Хотя я ничего не знал о мистере Голде, мои предположения о его опыте и способностях были верны. Он переехал из Германии, чтобы преподавать в Торонто, и тренировал Барбару Энн Скотт, первую неевропейку, выигравшую чемпионат мира. В 1942 году она стала первой женщиной, исполнившей на соревнованиях двойной лутц. Он также обучал легендарного канадца Дона Джексона, который стал первым фигуристом, исполнившим тройной лутц на мировых соревнованиях, когда он выиграл чемпионат мира в 1962 году, получив семь отличных оценок. По крайней мере, я, черт возьми, собирался научиться у него великолепному прыжку лутца.

Мама в конце концов согласилась на мою просьбу брать у него уроки, потому что инцидент на катке в Ривердейле убедил ее, что мне нужны перемены. Я слышал, как другой тренер говорил Барбаре Таплин, что его ученица лучше меня и победит меня на соревнованиях. Тон, который он использовал, был тревожным, и я помню, что был очень расстроен. Это будет моя первая встреча с определенным типом людей в мире фигурного катания, которые демонстрируют свою зависть. Моя мать хотела защитить меня от этого ревнивого тренера и перевела меня на каток в Норуолке и на Отто Голда. Барбара была очень понимающей.

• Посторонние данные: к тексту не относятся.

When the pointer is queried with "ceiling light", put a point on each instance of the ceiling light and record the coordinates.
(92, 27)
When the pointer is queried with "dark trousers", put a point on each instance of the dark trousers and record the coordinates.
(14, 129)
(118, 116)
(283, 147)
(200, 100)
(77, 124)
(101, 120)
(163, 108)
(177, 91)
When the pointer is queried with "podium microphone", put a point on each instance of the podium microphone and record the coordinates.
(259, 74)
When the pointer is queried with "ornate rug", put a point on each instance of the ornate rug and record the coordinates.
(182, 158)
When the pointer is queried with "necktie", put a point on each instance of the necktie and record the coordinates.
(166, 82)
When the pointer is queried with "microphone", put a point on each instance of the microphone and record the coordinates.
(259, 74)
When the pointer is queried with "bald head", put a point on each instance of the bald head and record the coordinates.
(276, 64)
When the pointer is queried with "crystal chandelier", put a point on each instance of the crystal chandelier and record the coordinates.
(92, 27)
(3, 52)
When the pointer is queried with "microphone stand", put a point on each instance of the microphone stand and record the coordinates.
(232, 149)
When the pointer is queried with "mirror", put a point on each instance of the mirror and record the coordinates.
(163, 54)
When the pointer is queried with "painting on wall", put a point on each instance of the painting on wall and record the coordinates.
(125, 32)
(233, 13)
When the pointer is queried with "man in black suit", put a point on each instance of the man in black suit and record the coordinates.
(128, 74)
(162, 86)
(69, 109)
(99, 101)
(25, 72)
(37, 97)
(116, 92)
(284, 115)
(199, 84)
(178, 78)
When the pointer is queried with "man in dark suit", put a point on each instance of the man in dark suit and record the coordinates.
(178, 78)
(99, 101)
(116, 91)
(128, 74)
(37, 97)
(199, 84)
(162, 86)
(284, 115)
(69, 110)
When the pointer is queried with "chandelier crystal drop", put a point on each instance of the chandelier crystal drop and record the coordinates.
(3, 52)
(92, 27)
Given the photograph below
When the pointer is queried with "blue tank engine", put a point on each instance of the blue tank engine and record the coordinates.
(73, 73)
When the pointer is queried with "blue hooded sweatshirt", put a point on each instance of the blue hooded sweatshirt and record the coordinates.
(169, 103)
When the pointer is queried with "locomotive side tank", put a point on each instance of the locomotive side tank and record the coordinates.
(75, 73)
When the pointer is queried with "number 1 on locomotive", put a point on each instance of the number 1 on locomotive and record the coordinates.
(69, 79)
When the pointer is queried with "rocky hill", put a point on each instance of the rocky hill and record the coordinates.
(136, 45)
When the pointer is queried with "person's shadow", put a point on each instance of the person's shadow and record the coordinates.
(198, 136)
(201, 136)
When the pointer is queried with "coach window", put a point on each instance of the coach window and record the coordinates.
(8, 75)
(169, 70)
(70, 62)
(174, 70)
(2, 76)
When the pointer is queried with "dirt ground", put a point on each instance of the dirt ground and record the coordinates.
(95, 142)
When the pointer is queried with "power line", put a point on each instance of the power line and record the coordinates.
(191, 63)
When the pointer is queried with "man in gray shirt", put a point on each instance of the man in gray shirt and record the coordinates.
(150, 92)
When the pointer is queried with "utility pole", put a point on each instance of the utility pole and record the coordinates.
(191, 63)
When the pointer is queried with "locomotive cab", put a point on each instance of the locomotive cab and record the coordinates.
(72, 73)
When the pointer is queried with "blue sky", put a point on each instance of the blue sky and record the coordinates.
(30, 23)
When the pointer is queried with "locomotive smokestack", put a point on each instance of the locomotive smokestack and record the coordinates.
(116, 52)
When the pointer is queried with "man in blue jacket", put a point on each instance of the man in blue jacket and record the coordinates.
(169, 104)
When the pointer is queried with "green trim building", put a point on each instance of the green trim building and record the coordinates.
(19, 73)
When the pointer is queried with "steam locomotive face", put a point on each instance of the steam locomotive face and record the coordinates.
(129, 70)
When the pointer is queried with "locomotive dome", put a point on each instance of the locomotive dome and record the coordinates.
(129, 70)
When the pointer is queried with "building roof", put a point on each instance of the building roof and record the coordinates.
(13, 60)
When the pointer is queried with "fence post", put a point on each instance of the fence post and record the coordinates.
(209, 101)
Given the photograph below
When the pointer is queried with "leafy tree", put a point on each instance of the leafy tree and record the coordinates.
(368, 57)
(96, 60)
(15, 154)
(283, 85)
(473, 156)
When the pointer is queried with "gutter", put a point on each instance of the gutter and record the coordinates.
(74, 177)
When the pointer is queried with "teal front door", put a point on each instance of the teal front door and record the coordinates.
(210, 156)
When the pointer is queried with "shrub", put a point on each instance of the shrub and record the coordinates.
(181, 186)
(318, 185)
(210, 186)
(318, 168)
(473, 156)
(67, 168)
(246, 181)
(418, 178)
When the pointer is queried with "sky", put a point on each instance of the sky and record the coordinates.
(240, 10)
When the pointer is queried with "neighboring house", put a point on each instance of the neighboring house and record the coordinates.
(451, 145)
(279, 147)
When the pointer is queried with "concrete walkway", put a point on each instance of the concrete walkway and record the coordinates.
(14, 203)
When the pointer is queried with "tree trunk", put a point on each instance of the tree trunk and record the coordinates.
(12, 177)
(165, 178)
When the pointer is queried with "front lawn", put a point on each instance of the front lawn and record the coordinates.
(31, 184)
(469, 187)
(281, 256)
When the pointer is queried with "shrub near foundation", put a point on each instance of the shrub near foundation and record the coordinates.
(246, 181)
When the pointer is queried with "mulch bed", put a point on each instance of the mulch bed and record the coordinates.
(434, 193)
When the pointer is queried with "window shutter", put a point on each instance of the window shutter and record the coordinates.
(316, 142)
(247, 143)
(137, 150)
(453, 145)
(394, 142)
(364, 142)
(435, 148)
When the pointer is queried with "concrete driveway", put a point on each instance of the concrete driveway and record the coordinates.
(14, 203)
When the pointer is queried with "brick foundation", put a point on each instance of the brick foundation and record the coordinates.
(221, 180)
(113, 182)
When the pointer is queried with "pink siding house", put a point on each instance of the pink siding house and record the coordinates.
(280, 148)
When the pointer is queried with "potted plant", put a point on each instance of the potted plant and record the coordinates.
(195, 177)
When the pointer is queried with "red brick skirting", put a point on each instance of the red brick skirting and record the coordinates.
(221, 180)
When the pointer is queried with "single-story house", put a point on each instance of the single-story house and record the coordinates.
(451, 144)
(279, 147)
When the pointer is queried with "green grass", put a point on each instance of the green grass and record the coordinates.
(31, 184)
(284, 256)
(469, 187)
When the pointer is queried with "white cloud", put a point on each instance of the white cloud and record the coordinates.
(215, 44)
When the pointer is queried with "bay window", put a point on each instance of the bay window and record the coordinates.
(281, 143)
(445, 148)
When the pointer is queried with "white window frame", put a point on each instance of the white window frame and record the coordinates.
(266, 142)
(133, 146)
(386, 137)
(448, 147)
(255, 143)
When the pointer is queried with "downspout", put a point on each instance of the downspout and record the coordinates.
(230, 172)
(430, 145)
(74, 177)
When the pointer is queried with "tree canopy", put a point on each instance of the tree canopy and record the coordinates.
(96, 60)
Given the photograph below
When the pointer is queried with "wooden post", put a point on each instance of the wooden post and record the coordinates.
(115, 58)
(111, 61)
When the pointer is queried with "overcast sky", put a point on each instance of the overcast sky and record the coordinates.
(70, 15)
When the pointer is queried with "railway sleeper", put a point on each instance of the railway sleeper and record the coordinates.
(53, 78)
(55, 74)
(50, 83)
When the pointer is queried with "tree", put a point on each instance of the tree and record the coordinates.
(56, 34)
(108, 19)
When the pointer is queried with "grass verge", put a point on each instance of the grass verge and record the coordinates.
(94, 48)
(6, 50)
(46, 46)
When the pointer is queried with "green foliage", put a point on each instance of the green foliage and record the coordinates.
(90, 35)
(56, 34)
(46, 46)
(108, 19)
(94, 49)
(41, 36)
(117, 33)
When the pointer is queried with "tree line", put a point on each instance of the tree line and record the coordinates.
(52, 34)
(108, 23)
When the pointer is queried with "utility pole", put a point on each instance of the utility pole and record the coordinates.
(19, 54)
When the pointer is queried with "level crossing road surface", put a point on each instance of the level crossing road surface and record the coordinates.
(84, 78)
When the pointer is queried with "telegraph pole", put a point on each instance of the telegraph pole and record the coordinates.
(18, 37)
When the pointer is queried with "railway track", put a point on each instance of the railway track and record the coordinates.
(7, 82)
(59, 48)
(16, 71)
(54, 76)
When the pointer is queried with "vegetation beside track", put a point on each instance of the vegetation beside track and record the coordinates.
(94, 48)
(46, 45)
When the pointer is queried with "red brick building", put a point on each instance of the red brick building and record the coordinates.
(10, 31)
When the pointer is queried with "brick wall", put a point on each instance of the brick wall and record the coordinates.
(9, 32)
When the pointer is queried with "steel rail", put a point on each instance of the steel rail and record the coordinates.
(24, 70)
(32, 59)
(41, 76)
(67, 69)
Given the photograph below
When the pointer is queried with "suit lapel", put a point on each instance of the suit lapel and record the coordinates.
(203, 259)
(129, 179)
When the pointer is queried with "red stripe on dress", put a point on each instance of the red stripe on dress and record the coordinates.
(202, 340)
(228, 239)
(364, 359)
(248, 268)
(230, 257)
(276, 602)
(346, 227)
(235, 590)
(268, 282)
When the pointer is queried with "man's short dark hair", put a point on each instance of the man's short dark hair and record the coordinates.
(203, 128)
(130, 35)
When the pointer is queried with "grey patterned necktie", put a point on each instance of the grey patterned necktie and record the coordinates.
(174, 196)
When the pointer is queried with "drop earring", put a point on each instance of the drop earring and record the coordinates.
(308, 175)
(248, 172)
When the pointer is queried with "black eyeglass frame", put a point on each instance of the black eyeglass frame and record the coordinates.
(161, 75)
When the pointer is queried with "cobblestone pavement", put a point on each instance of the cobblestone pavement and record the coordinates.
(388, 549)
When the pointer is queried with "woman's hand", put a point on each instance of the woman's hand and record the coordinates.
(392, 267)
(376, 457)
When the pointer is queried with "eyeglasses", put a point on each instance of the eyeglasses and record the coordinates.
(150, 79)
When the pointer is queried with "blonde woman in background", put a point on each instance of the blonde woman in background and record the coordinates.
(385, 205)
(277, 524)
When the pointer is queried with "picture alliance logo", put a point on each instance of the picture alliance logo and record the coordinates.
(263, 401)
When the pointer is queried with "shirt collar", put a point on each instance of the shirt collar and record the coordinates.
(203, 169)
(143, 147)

В то время никто не мог знать, что мама переводила меня на совершенно другой образ жизни. Я никогда не смогу достаточно отблагодарить Отто Голда за то, что он сделал для меня. Он познакомил меня с одним из самых волшебных мест в мире, Лейк-Плэсид, штат Нью-Йорк. Это особое место в особое время в истории стало моим вторым домом, как географически, так и в моем сердце.